By Ellie Ness, GWCT Wetlands Placement Student
I had been looking forward to starting this placement for months before it started, but it’s going better than I could’ve hoped for. I’m spending a year in the GWCT’s Wetlands department as a placement year in my degree, working mainly on the Waders for Real project. Every day I get to do something different and interesting, and I have gained so much from it already.
One of the first tasks that I was given upon starting was a large box of samples of aquatic invertebrates, and I was told to identify them to species level (or to identify them as far as was realistically possible). They had all been collected in the summer from some of the ditches around our ‘hotspot’ sites for breeding lapwing.
No one at the Trust had any expertise or keys or books to help me, and I had very little previous knowledge of aquatic invertebrates, so I had to seek some help. The Trust’s Fisheries department had a contact who was very knowledgeable and happy to help me, so I spent a few days down with him in Dorset finding my feet, and they provided some very useful keys, and then I came back to the Trust to start on the bulk of the samples.
They took a while to do; I had 50 samples, with most samples having hundreds of invertebrates in them, with the most in one sample being 1422 individual invertebrates! Sometimes it was frustrating; I have never cursed beetles so much. But, it was very rewarding teaching myself how to identify them.
t was very satisfying spending ages trying to identify a damselfly nymph, struggling, keying it out as something I’ve never heard of, and then finding out that this species of damselfly is found in high numbers on the site in its adult form. Every sample had something different in it, it was really interesting to see the differences in species between the sites and between the river and ditch samples.
Aquatic Beetle larvae (Hyphydrus ovatus)
Water Scorpion (Nepa cinerea) in the ditch samples
At the beginning it was a very daunting prospect being given this box with no clue where to start.
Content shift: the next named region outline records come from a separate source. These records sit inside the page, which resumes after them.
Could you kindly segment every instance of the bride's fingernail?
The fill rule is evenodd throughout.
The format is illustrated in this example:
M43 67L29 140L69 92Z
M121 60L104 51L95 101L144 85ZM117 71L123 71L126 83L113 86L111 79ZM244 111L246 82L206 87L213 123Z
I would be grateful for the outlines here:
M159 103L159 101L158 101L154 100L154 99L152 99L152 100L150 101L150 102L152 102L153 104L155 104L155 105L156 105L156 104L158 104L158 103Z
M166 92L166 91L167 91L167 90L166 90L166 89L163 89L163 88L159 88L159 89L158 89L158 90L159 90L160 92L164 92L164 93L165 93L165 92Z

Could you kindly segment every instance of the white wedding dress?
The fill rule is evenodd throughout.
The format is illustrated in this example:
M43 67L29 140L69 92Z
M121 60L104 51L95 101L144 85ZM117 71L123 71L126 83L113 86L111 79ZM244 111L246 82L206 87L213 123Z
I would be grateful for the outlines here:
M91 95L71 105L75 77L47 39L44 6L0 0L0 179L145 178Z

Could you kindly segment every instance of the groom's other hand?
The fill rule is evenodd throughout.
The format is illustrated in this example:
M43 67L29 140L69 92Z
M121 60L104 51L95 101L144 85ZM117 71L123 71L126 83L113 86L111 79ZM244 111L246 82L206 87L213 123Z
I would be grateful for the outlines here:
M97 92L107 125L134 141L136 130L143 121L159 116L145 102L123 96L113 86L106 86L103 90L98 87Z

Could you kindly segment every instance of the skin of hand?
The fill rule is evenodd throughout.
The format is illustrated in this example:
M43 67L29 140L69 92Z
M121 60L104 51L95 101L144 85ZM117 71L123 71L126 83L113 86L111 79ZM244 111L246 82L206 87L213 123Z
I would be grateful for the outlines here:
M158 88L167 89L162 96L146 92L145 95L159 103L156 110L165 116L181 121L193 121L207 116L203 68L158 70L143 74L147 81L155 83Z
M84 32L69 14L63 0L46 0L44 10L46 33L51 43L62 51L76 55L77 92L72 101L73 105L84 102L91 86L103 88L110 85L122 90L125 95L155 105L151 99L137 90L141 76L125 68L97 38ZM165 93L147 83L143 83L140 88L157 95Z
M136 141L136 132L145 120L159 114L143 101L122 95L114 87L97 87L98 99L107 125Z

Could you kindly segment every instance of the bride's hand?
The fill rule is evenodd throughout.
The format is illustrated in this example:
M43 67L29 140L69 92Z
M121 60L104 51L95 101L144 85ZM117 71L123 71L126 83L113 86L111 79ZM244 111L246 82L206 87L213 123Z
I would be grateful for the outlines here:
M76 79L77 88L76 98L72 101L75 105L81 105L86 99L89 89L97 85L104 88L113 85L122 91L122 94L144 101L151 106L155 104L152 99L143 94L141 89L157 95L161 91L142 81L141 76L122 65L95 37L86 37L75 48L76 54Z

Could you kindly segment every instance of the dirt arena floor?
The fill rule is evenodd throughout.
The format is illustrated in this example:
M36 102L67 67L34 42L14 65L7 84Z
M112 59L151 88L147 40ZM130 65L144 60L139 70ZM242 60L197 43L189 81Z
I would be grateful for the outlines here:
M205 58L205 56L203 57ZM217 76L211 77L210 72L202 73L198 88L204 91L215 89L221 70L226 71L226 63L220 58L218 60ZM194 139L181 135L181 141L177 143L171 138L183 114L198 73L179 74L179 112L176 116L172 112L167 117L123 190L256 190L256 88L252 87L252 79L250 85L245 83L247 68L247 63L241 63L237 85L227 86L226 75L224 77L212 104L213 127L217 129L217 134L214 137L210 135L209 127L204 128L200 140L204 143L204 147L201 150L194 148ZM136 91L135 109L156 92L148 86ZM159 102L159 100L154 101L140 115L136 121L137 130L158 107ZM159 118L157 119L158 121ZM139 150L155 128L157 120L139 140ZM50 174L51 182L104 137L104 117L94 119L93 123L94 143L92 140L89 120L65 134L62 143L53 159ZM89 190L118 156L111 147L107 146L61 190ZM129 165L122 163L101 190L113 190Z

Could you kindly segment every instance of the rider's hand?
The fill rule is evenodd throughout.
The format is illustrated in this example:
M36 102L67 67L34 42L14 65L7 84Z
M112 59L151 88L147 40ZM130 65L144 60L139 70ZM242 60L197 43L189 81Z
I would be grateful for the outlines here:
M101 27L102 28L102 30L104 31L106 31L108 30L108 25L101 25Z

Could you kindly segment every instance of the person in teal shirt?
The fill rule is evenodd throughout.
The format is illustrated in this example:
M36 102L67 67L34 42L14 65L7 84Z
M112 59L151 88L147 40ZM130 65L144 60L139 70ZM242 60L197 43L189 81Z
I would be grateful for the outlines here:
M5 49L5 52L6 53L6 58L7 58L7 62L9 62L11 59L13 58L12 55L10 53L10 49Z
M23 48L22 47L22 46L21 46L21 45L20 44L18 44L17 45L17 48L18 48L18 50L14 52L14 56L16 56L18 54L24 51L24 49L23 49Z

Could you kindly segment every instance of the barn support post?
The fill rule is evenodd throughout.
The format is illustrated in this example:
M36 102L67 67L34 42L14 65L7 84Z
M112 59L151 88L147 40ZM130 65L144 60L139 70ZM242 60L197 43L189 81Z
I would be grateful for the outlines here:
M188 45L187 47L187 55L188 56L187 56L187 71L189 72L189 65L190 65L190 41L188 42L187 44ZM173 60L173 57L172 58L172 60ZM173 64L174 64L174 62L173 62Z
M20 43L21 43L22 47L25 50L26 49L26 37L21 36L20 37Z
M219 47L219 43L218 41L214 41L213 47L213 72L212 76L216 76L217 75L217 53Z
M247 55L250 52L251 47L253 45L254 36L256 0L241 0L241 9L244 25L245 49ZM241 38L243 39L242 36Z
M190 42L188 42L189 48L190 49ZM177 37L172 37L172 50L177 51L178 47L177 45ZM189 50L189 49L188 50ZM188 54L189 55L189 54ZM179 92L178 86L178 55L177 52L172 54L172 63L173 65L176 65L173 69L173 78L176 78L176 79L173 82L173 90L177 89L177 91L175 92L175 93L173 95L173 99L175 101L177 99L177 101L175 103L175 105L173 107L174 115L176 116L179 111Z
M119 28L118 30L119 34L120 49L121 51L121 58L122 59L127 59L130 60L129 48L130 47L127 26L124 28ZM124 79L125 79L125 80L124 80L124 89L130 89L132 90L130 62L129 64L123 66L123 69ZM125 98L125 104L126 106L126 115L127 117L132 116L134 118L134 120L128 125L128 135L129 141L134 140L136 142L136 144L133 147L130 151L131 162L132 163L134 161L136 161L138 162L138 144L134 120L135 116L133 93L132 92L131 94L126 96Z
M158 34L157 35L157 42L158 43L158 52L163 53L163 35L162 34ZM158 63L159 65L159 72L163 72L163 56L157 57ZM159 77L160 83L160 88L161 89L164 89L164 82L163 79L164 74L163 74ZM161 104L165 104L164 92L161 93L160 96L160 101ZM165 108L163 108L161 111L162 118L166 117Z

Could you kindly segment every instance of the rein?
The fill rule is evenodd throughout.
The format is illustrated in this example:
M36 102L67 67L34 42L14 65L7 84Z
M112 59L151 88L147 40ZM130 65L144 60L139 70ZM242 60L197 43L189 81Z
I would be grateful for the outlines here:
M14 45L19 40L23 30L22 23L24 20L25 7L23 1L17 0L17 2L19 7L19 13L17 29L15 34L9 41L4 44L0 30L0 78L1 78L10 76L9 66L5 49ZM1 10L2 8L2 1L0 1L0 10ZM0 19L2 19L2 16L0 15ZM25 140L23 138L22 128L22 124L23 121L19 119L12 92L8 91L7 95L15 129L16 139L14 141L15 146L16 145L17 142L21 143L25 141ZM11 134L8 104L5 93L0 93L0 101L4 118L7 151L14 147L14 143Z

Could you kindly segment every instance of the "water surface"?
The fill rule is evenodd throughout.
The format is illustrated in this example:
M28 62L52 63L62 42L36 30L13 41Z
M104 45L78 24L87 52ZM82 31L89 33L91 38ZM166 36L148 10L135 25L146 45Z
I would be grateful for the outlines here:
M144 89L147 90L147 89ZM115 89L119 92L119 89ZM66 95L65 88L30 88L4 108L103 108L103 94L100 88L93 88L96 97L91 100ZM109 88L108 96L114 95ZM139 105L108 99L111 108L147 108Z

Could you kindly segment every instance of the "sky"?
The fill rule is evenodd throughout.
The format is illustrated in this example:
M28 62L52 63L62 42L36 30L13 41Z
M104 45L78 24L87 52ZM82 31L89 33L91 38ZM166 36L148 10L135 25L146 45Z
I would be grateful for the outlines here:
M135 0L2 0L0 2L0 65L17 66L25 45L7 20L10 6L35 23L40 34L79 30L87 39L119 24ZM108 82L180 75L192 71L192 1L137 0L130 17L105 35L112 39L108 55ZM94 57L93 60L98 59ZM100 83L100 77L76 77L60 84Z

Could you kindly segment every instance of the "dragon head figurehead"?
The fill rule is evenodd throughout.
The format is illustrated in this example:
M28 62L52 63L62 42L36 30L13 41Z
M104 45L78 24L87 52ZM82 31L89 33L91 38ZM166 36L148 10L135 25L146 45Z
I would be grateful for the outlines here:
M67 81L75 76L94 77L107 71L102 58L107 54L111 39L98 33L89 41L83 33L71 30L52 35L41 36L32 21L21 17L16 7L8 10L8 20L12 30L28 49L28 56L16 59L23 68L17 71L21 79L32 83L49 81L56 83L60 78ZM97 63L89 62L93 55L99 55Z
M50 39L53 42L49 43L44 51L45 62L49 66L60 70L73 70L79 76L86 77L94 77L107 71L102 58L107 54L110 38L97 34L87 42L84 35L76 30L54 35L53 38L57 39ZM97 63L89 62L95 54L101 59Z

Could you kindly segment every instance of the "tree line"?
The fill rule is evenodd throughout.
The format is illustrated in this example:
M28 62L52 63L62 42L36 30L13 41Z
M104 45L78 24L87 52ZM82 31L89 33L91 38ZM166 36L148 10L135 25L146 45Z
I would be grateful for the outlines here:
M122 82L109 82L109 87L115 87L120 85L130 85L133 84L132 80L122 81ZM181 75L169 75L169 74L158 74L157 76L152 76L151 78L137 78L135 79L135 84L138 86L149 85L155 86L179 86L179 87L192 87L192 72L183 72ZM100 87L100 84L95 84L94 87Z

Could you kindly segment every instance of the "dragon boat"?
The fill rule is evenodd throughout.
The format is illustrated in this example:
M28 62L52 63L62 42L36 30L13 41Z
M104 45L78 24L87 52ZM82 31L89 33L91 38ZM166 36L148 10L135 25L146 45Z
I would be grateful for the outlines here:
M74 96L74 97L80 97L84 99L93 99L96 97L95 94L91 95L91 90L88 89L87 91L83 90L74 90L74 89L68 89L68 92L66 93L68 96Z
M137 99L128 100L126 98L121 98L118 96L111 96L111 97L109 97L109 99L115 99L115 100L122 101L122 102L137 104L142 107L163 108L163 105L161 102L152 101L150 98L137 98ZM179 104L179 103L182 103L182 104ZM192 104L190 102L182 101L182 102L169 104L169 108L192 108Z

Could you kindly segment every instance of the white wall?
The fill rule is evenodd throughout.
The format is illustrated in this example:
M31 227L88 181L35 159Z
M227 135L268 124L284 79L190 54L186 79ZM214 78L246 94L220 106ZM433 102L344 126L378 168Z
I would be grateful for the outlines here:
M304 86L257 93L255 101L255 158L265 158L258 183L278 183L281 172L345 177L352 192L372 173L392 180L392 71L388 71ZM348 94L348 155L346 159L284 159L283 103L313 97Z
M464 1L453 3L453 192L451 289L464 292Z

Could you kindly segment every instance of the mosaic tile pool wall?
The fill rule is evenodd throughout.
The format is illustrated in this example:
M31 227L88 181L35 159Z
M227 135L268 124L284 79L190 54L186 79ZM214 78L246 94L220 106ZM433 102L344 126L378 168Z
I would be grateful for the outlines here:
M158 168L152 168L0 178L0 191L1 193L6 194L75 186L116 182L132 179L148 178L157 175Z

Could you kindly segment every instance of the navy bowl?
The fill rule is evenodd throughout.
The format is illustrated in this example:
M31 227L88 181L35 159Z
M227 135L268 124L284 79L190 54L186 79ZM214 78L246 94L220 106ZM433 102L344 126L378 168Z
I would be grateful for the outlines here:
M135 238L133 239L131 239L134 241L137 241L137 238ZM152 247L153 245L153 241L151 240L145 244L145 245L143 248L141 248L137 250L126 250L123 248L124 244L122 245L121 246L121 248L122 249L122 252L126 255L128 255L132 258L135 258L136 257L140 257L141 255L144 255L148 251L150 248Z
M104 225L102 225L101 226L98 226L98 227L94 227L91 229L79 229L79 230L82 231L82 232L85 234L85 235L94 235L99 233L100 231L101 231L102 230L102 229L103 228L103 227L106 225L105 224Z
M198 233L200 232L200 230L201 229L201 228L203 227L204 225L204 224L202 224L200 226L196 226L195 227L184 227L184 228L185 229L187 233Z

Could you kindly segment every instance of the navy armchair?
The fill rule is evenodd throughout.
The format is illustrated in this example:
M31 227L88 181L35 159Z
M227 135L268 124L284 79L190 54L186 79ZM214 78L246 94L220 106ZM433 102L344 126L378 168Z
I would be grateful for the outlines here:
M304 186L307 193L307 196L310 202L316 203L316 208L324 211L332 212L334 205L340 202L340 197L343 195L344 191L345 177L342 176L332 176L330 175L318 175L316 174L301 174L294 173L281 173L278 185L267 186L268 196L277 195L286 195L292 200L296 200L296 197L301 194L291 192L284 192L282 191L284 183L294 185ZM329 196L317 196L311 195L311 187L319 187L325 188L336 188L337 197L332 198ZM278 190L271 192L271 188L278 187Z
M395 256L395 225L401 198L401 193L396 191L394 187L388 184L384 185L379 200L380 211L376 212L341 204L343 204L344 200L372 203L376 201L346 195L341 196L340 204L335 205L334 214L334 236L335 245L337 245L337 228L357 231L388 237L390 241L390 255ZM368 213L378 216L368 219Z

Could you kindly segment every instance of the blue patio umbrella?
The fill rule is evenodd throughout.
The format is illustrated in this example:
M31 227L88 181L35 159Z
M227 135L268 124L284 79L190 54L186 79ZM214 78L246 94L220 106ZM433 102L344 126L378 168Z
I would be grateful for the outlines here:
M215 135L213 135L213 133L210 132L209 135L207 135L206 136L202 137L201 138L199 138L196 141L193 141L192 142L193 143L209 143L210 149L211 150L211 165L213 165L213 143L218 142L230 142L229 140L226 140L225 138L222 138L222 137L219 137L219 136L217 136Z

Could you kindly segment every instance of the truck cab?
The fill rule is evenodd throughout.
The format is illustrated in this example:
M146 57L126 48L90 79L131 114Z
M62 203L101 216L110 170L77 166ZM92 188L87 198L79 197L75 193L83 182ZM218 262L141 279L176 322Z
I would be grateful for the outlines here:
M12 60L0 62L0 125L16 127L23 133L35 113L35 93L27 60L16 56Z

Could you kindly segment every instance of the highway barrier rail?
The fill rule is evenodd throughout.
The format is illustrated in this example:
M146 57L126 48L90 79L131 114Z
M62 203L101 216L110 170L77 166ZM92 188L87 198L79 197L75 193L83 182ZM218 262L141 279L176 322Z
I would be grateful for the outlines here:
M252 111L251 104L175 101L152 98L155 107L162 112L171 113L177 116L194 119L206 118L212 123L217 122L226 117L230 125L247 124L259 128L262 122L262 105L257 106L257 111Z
But by the end I was very glad to have done them; I feel I have learned a lot from it about a topic I had no knowledge of beforehand, and it felt like a real achievement when I finished the last of the samples.
The last couple months have also been full on as we have been out doing wildfowl surveys every day that the weather permits. These are surveying the same water meadow sites in the Avon River Valley that the lapwing and redshank will be breeding on in a few months’ time.
They involve going out and recording the numbers of wintering wildfowl and wading birds that are using the sites. It’s been brilliant going out and getting more familiar with some of the wildfowl species, and it’s not too much of a hardship going out and watching birds in the winter sunshine.
We’ve seen a lot of lapwings out on our surveys; it’s been nice to see fairly good numbers of them wintering here, although they haven’t been the most cooperative birds when it comes to trying to see if any of them are our colour ringed birds from previous breeding seasons. They tend to always be too far away or in too long vegetation.
There’s been quite good numbers of snipe in the valley as we’re having quite a wet winter so far; it’s been lovely to see wisps of 50+ flying up. There’s also been flocks of black tailed godwits, oystercatchers, and the occasional curlew, all using the river valley to feed. Hopefully this over winter flooding will lead to good habitat for the breeding waders in the spring giving them the best chance of success.
So far, my placement here is going brilliantly, and I recommend it highly to anyone thinking about doing a placement at the Trust. Now I am just looking forward to when the fieldwork season truly starts come spring, which isn’t too long away now.